Sens. Ted Cruz (R., Texas) and Jeff Sessions (R., Ala.) claimed the Obama administration has failed to comply with a request for immigration records of 72 recent terrorists found to be in the United States.
The attacks this week, they said, highlight the need for greater oversight on those entering the country.
Devout Muslim Syed Rizwan Farook and his wife, Tashfeen Malik, who was born in Pakistan, are suspected of killing at least 14 people in an attack that some believe was motivated by the duo's potential ties to terrorists.
Cruz and Sessions are demanding to see their immigration records in order to shine more light on the case.
"We demand that you immediately provide the same detailed information requested in that letter for Farook and Malik, which would include the immigration history of their parents and any immigration documents related to their marriage and her subsequent travel to the U.S," the senators wrote.
It is critical that the Obama administration is more transparent about information pertaining to recent immigrants, according to the senators.
"We are dealing with an enemy that has shown it is not only capable of bypassing U.S. screening, but of recruiting and radicalizing Muslim migrants after their entry to the United States," the two wrote to the secretaries of state and homeland security as well as the attorney general.

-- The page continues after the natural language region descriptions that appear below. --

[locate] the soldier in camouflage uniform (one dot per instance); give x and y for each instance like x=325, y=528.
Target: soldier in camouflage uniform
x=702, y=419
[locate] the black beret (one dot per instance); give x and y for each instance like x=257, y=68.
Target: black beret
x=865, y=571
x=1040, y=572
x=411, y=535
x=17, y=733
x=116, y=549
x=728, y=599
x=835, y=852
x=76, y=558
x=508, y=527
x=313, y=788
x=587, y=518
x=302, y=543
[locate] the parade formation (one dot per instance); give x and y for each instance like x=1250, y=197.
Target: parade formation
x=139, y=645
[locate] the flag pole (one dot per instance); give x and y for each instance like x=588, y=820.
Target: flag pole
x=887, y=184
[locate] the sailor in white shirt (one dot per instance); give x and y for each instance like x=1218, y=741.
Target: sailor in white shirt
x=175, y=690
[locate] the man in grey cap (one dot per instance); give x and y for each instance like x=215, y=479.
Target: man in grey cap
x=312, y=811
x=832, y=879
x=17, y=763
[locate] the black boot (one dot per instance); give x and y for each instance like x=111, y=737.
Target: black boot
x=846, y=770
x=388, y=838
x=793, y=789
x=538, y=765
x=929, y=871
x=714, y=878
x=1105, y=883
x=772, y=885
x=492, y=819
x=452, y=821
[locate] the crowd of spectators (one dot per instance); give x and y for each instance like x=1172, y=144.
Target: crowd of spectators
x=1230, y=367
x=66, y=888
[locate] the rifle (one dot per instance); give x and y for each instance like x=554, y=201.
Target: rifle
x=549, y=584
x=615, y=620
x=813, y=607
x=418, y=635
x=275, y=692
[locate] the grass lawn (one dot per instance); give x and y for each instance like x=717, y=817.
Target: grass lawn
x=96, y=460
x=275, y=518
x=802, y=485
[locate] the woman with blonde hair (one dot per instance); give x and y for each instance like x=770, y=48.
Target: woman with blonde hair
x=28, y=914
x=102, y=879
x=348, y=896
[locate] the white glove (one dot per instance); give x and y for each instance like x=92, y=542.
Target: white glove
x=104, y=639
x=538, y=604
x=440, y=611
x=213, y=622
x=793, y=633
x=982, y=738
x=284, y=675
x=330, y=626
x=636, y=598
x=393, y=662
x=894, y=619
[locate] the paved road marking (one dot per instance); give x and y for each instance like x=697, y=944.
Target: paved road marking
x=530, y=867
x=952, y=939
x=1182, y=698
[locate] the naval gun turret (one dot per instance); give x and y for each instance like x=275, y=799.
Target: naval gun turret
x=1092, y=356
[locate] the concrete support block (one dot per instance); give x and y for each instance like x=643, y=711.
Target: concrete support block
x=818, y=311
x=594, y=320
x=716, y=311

"The recruitment of terrorists in the U.S. is not limited to adult migrants, but to their young children and to their U.S.-born children—which is why family immigration history is necessary to understand the nature of the threat," they wrote.
"Farook is the child of immigrants who came to the United States from Pakistan, and Malik [his wife, a native of Pakistan] travelled to the U.S. from Saudi Arabia," according to the letter.

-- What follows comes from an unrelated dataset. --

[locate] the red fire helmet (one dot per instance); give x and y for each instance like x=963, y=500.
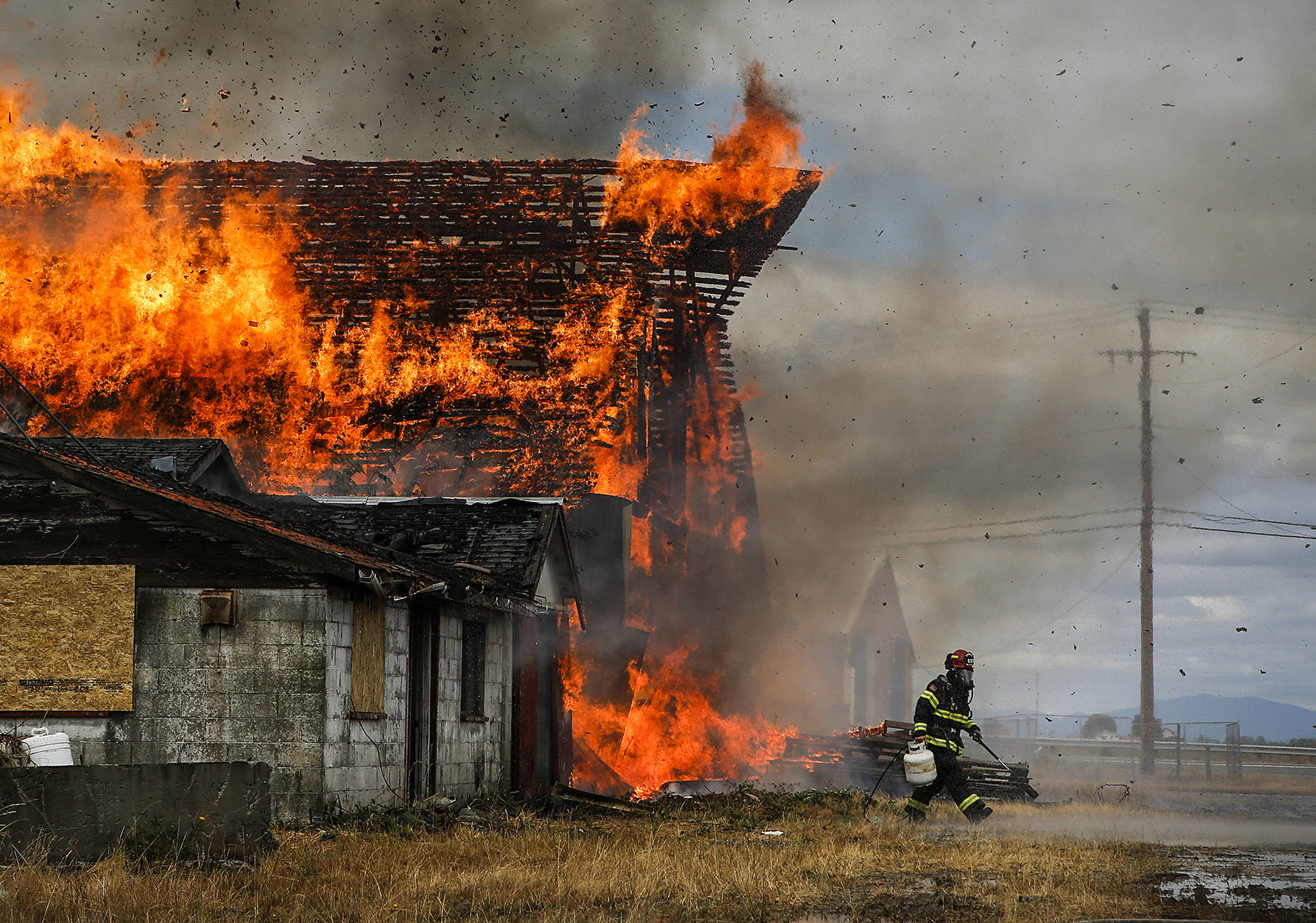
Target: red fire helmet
x=961, y=659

Congress needs this information ahead of its consideration of a yearly spending bill that will pave the way for some 170,000 migrants from Muslim-majority nations to enter the United States.

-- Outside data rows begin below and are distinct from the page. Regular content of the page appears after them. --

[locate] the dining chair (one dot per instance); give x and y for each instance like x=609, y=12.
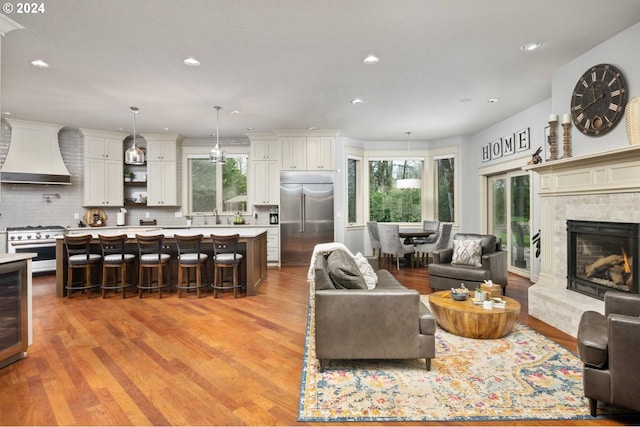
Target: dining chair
x=443, y=237
x=226, y=256
x=391, y=245
x=374, y=238
x=114, y=257
x=150, y=256
x=79, y=256
x=190, y=258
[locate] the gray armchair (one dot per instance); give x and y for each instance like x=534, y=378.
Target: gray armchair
x=443, y=274
x=608, y=346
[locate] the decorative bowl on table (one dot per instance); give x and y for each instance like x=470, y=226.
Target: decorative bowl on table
x=460, y=294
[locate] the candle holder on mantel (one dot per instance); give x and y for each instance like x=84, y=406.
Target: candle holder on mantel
x=566, y=146
x=553, y=153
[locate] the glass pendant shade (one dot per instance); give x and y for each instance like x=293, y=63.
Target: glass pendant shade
x=217, y=155
x=134, y=155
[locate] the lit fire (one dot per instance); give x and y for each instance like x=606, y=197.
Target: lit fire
x=627, y=268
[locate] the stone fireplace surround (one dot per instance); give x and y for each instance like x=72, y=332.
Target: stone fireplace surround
x=596, y=187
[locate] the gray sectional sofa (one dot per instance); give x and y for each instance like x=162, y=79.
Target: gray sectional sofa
x=354, y=322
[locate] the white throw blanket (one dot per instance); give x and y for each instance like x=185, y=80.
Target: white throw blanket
x=369, y=275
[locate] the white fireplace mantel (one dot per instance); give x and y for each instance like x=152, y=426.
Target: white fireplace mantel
x=613, y=171
x=595, y=187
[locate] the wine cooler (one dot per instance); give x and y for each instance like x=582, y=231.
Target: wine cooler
x=13, y=312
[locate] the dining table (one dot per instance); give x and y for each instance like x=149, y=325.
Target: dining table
x=412, y=233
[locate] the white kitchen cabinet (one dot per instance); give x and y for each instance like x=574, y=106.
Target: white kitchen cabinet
x=162, y=187
x=262, y=149
x=293, y=154
x=273, y=245
x=162, y=169
x=162, y=151
x=320, y=153
x=307, y=153
x=103, y=168
x=266, y=182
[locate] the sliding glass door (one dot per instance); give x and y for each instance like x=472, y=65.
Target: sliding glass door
x=509, y=217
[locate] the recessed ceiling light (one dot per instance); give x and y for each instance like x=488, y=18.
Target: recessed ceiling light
x=192, y=62
x=531, y=46
x=371, y=59
x=39, y=63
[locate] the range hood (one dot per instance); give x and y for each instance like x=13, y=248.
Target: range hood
x=34, y=155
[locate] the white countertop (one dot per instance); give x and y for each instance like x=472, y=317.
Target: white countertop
x=7, y=258
x=169, y=232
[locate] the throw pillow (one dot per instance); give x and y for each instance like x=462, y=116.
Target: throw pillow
x=467, y=252
x=344, y=272
x=367, y=271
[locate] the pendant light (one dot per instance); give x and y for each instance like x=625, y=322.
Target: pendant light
x=217, y=155
x=408, y=183
x=134, y=155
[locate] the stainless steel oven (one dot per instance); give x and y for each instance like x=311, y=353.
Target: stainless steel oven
x=37, y=239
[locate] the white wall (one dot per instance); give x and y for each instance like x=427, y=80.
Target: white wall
x=621, y=51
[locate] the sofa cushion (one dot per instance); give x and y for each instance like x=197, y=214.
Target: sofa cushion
x=467, y=252
x=489, y=241
x=344, y=271
x=593, y=339
x=463, y=273
x=321, y=274
x=367, y=271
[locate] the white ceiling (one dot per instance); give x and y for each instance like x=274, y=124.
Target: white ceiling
x=294, y=64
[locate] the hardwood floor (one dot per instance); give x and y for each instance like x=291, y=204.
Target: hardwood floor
x=185, y=361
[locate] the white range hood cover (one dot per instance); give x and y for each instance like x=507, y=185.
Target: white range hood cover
x=34, y=154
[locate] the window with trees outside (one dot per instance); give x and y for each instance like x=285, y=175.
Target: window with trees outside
x=395, y=193
x=353, y=190
x=218, y=186
x=445, y=189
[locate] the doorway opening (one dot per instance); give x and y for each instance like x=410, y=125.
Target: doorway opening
x=509, y=217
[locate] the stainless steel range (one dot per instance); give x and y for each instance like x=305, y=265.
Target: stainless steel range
x=39, y=239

"The security task involved is immense, and Congress must have the requested information [about terrorist immigration histories if lawmakers are to act as responsible stewards of American immigration policy," the letter said.
At least 12 individual tied to terrorists have entered the United States in the first eleven months of 2015, the senators said.
"In the first 11 months of this year, we have already identified 12 individuals brought into the country as refugees who have been subsequently implicated in terrorism. Their countries of origin range from Bosnia, to Somalia, to Uzbekistan," they wrote. "These events do not occur in isolation, but tend to be part of broader networks of radicalization and extremism that must be understood as we develop immigration policy."